Нет, беседовать с сей панной решительно невозможно!
– Вот как вы трактуете мои слова? Думаете, я выгоды ищу? Я люблю своих родителей! – с силой выкрикнула Татьяна. – Мне без них плохо! И я никому не позволю говорить про них всякие гадости, вроде того, что мой отец чем-то там… – она скривилась и процедила: – Торгует! – слезы набежали на глаза, она отвернулась и пристально уставилась на переступавшего в стойле вороного.
– Слушай, ты только не реви, – жалобно попросила панна Ирина.
– Я вовсе и не плачу, – сказала графиня и вразрез с собственными словами простонародно шмыгнула носом. – Это и есть тот самый конь, что в козу превратился? – желая сменить предмет разговора, спросила она. – Отличный жеребец. На Леонардо похож.
– На кого? – после долгого молчания переспросила панна Ирина.
– Батюшкин вороной, на всю губернию лучший. Его давно, еще до моего рождения цыгане свели, вот из этой самой конюшни, – она недобро покосилась на цыганенка. – Папа́ его все вспоминал…
– А на этом вашем жеребце… – вновь после паузы спросила панна Ирина, – на нем какие-нибудь заклятья были?
Татьяна улыбнулась:
– Обычно такие вещи тщательно скрываются, но сейчас какое это имеет значение?
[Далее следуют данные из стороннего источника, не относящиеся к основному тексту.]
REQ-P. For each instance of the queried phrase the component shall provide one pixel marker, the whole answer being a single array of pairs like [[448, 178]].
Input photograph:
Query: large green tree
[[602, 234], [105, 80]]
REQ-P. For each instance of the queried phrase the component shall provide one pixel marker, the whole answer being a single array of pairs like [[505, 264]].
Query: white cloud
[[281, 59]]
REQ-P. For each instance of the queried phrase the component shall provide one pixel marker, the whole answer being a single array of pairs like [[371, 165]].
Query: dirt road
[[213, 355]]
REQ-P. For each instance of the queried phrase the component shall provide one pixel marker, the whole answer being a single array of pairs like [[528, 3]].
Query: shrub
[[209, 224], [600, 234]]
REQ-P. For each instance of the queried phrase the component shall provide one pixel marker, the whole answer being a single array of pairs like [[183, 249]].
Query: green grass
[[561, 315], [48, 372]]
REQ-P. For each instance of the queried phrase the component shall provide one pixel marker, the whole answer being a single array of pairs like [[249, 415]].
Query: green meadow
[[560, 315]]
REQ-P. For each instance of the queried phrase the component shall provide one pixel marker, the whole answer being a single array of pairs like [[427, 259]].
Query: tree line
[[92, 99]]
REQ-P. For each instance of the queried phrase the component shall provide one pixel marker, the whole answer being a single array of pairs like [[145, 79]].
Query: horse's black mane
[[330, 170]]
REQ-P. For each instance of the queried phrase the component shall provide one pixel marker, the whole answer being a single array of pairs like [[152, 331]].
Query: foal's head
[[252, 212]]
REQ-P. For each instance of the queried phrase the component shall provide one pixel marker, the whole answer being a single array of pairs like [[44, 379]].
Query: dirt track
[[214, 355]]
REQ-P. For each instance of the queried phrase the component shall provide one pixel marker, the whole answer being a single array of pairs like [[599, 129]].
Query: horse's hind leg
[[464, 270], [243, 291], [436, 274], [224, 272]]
Извольте, батюшкин пропавший вороной был под «кфицас адерех» – заклятье «скачок дороги». Его сам каменецкий ла́мед-во́вник клал. Один из тридцати шести великих тайных праведников, – пояснила она. – Тех, что берегут мир от погибели. Обычно они скрываются, представляются людьми самыми жалкими и никчемными, однако же батюшка откуда-то знал. Он много знал такого, что другим неведомо.
Теперь за спиной молчали долго. Очень долго.
– А зачем они жалкими прикидываются? – спросила панна Ирина.
– Это-то как раз понятно. Чтоб люди не пытались использовать их для мелких дел, с какими могут справиться и сами. Мощь тридцати шести хранителей велика, но не беспредельна, и если израсходовать ее на малое, против великой беды можно и не устоять.
– Слушай… – задумчиво протянула панна Ирина. – Ты случайно старикана такого, слегка придурковатого, не знаешь? У него еще вечно волосенки дыбом, одежда грязная, а из карманов то семечки, то ореховая скорлупа сыплется?
– Хаим Янкеля? – равнодушно переспросила графиня. – Так он сейчас на кухне.
– Ой-вэй! Панночка такая умница, что старому Хаим Янкелю даже стыдно говорить, что панночка сильно ошибается! Хаим Янкель курочек отдал, пани экономка Хаим Янкеля обманула – что ему дальше делать на кухне? Лучше Хаим Янкель на конюшне посидит, с умными молодыми людьми нужные разговоры поразговаривает!
Знакомая фигура в вечно заляпанном грязью лапсердаке появилась на пороге конюшни. Подволакивая ноги, старик с всклокоченными седыми волосами прошаркал к барышням.
Цыганенок Богдан поглядел на старика, и губы его исказились злой улыбкой:
– Ай, напрасно ты пришел сюда, старик! Или ты цыган не знаешь? Или не слыхал, что по таборным законам с предателями делают? – смуглая рука скользнула за голенище, блеснул нож.
– Не нервируйте себя, молодой человек! – старик небрежно отмахнулся и, перевернув вверх дном валяющуюся рядом корзину, уселся, сложив узловатые руки на коленях. – Неужели вы будете кидаться на старого человека с ножом, резать старому человеку глотку? Я не говорю о том, как это сильно некрасиво, но кому оно надо – столько крови?